# Man Versus the Wild - Bear Grylls



## Horatio (May 22, 2007)

I am just wondering if there are any Bear fans out there? My family and I rather enjoy the show - I think it is of great value and gives me a bit more confidence for camping with my family (we are tenters...). I also enjoy the strange places - He was in the Moab Dessert "last night" which I had never seen footage of before. I don't think I will take my kids there anytime soon!!!!


----------



## Rick (May 22, 2007)

I watch him. I actually like Survivorman a bit more though. Bear is just a bit too crazy and some of the stuff he does could get you hurt which is the last thing you want in a survival situation.
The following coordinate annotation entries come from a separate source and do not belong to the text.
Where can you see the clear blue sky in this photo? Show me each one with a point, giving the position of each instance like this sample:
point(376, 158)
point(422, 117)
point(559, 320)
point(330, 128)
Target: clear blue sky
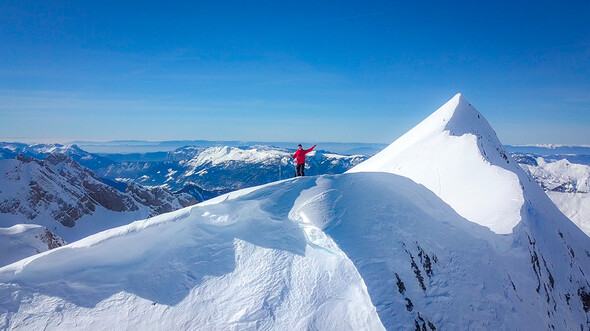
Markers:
point(343, 71)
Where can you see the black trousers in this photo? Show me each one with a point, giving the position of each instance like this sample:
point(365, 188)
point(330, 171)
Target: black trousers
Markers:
point(300, 170)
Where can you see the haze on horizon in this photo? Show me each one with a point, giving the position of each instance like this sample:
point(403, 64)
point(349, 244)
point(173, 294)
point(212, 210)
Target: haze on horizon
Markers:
point(305, 71)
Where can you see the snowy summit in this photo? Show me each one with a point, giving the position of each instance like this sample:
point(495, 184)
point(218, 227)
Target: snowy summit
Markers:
point(466, 241)
point(457, 155)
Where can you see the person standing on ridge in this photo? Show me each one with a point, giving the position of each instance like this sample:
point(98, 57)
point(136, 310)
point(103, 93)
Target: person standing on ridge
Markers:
point(300, 156)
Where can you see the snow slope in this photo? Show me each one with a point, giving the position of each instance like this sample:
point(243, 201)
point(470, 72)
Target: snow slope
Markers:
point(23, 240)
point(456, 154)
point(71, 200)
point(328, 252)
point(226, 168)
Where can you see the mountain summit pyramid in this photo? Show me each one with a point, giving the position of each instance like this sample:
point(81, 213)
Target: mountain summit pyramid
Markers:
point(456, 154)
point(364, 250)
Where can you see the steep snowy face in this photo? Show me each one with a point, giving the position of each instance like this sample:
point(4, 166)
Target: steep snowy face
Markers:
point(457, 155)
point(218, 170)
point(23, 240)
point(71, 200)
point(351, 251)
point(240, 263)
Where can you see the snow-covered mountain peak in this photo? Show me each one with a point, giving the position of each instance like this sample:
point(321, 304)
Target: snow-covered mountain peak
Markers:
point(456, 154)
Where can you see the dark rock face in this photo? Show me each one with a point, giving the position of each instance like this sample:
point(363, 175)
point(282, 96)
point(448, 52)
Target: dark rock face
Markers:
point(52, 240)
point(61, 188)
point(159, 199)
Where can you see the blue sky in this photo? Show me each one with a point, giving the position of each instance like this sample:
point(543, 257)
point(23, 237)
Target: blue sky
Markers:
point(342, 71)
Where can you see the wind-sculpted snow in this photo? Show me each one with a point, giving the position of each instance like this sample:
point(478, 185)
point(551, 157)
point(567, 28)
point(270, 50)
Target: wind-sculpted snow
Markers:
point(456, 154)
point(237, 264)
point(327, 252)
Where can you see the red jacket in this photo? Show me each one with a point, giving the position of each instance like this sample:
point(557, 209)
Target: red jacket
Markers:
point(300, 155)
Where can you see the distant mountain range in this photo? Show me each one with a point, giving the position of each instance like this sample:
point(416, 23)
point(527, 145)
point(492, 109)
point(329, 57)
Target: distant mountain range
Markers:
point(441, 230)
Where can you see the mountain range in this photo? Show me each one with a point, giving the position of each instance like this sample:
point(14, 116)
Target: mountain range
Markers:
point(440, 230)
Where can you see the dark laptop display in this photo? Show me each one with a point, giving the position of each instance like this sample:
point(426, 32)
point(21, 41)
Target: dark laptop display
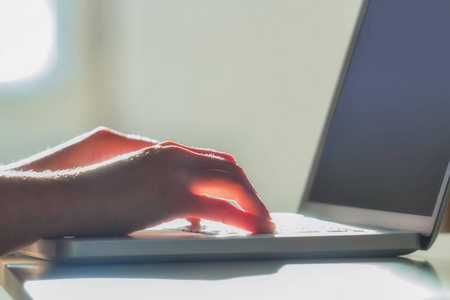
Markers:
point(388, 144)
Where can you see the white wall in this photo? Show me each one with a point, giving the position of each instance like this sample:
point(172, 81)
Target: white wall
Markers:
point(250, 77)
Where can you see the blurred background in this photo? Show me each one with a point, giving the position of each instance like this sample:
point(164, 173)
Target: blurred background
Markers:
point(254, 78)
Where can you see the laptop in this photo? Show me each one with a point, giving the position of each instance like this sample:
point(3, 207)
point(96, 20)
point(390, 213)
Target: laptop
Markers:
point(379, 183)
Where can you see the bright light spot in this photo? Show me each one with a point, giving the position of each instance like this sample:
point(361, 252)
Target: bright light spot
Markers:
point(27, 38)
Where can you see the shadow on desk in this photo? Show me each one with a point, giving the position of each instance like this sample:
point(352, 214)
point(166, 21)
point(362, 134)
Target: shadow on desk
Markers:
point(261, 276)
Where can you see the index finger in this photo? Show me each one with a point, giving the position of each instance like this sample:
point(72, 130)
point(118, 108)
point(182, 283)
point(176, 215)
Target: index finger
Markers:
point(220, 211)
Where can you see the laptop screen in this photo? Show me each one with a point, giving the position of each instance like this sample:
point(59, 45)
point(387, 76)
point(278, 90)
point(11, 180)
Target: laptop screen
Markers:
point(388, 143)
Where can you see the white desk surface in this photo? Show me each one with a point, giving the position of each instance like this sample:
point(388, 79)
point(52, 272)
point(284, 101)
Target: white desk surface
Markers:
point(421, 275)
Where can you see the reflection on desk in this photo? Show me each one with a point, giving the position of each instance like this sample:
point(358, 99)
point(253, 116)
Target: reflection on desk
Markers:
point(422, 275)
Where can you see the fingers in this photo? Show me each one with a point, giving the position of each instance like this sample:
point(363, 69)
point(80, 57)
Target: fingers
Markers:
point(229, 186)
point(199, 161)
point(223, 155)
point(221, 211)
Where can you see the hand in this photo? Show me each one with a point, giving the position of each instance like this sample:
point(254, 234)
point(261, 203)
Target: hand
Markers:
point(164, 182)
point(93, 147)
point(107, 183)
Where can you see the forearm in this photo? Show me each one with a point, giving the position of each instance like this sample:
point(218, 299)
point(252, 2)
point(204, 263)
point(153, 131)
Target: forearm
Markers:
point(49, 204)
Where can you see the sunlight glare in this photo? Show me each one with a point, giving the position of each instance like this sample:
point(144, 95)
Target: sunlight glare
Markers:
point(27, 38)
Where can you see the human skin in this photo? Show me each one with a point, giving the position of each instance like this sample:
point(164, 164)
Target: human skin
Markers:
point(104, 183)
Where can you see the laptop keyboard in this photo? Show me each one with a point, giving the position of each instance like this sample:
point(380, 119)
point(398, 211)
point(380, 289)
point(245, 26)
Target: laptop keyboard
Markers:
point(288, 224)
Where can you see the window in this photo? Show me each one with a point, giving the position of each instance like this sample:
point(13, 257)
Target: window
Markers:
point(27, 38)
I think he does it because there are other people with him that could help. I am into the survival thing so I like both shows.


----------



## Horatio (May 23, 2007)

My husband says he likes Survivorman as well - I haven't come across it yet. I do agree with the safety things you said. I think the plan is to show people what to do as last resourts. It does help me to get rid of some of my fears. I have always been afraid of ice crevices ever since I went to nursing school with a man who worked as a ranger at the Columbian Icefields. I know the crevices are deadly, but to see a person actually overcome one, it gives me a bit of a relief that they can be conquered (if for some strange reason I was lost up on top of a mountain...). I think it gives my children a bit more of a realistic look at the world we live in so when we do go camping, they are less likely to wander off - a parent thing where, if I told them, it wouldn't mean as much as if Bear said it. Thanks for your response!


----------



## Way.Of.The.Mantis (May 23, 2007)

We got good 'ol Ray Meers 8)


----------



## randyardvark (May 23, 2007)

aka the gay boy scout


----------



## Horatio (May 24, 2007)

I know I haven't seen his show. A bit off topic, there was this Animal Planet show on insects, The Biggest and the Baddest - it had a really neat bug guy on there who put a stink bug in his mouth and had this huge bird spider cross his hands - I am trying to remember the name of the fellow. I have seen a few shows with him in it and I would remember his name if I heard it...I am thinking Graeme or ? He was awesome at presenting bugs...I actually think I could have a bigger spider cross my hand now and not die. Feeding my mantids spiders has helped as well. I have become quite a good tiny spider hunter  .


----------